4 Responses to Brasão, Selo e bandeira (3)

  1. António Alves Fernandes diz:

    Gostei do texto. Porém, colocar no símbolo heráldico da Freguesia da Cerdeira do Coa, cerejas, não me parece correto. Conheço muito bem a Cerdeira do Côa, e nunca tive conhecimento que era importante pelas cerejas, que nunca as vi ali, mas sim pela importante Estacão de Caminho de Ferro, de importância fundamental para uma parte das povoações arraianas, o Dispensário, o Colégio das Servas de Jesus, a Senhora do Monte, o comércio, etc. .Agora,cerejas, nunca…

  2. Ana Pires diz:

    António Alves Fernandes, na quinta (um local onde vivia uma grande família há uns escassas décadas, havia imensa cerejeiras e na aldeia, em muitos quintais (falo do da minhas família e de pelos menos meia dúzia de vizinhos) também havia e há cerejeiras…
    Quanto ao (Cerdeira) do Côa, José Fernandes, partindo dos seixinhos brancos ( na aldeia toda agente conhece) vai-se a pé até ao Côa num instante.
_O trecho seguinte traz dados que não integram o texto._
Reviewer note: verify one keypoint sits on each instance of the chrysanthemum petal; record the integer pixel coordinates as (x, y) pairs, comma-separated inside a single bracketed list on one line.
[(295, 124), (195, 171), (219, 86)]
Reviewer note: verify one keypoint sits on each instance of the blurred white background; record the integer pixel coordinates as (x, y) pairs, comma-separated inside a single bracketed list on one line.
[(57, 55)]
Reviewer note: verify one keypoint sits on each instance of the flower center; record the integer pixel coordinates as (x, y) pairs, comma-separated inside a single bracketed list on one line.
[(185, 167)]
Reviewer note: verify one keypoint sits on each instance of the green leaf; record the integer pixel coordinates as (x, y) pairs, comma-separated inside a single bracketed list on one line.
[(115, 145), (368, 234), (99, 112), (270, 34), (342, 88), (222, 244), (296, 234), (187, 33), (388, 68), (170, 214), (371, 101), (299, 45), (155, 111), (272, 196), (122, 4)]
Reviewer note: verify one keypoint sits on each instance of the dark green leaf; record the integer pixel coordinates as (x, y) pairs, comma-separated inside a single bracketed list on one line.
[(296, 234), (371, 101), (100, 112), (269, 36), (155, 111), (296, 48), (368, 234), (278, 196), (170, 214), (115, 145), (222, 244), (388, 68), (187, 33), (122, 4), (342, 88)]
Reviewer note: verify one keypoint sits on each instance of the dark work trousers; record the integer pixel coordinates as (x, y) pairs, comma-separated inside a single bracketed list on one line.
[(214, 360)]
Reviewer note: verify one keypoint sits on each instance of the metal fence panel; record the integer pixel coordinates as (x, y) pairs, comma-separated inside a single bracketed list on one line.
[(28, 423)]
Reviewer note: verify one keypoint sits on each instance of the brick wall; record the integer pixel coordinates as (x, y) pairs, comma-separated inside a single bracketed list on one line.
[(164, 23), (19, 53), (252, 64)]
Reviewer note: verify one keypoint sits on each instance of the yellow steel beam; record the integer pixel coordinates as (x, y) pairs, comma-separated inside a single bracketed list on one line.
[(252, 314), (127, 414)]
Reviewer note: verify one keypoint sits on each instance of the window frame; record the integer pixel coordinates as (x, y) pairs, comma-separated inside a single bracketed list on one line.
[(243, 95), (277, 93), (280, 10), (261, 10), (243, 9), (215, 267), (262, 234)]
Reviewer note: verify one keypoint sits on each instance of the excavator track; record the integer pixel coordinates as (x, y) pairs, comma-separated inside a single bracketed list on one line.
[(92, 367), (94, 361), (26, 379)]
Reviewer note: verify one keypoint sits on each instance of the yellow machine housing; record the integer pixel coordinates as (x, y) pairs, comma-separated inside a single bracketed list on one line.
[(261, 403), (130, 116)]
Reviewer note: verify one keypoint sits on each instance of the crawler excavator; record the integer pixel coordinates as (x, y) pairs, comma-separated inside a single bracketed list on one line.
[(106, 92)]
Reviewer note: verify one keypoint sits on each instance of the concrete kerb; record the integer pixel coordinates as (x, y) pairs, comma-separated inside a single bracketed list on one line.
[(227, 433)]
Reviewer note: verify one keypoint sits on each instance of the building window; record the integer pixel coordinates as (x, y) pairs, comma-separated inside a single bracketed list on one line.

Será por isso?

  3. JFernandes diz:

    Boa noite.
    Obrigado a ambos pelo interesse que o texto vou mereceu. Há na verdade algumas cerejeiras na cerdeira assim como nas redondezas, Parada, Miuzela, etc. Quanto ao “do Côa” provavelmente será por isso, mas mesmo antes disso, passámos pelo Noémi.
    JFernandes

    • Teresa Faria T..Cirne de Castro diz:

      Gostei imenso de saber da existência de um manuscrito depositado na Torre do Tombo sobre as paróquias/freguesias do concelho.
      Tenho muita pena que “Manoel Francisco Damazo, Vigario Parochial Igreja de Nossa Senhora da Vezitaçam”, tivesse limitado a “terra” (Cerdeira) a ”prossiçoins”, “Capellas” e “romarias” a “ermidas” sem “altares”, “santos” e “naves”, como resposta às (45?) perguntas feitas em 1758 no “inquérito censório a todo o reino assinado pelo Marquês de Pombal após o terramoto de 1755”.
      As dúvidas sobre tantas facetas da história da minha aldeia, mantêm-se (e nas “Memórias” de Joaquim Manuel Correa, também – descortinei-o quando resolvi escolher o tema “Combóios” para um dos meus primeiros postes); o que não aconteceria se o dito Vigário tivese sido menos insuficiente…
      Porém, refere-se a “huma Caza muito suntuoza, toda de pedra lavrada, e tem hum muito grave frontespicio e tres arcos” que não sei localizar…
      Vou deixar aqui expressa uma palavra de reconhecimento ao “Poetando” de Manuel Leal Freire, uma vez que foi na leitura do seu blogue que o encontrei.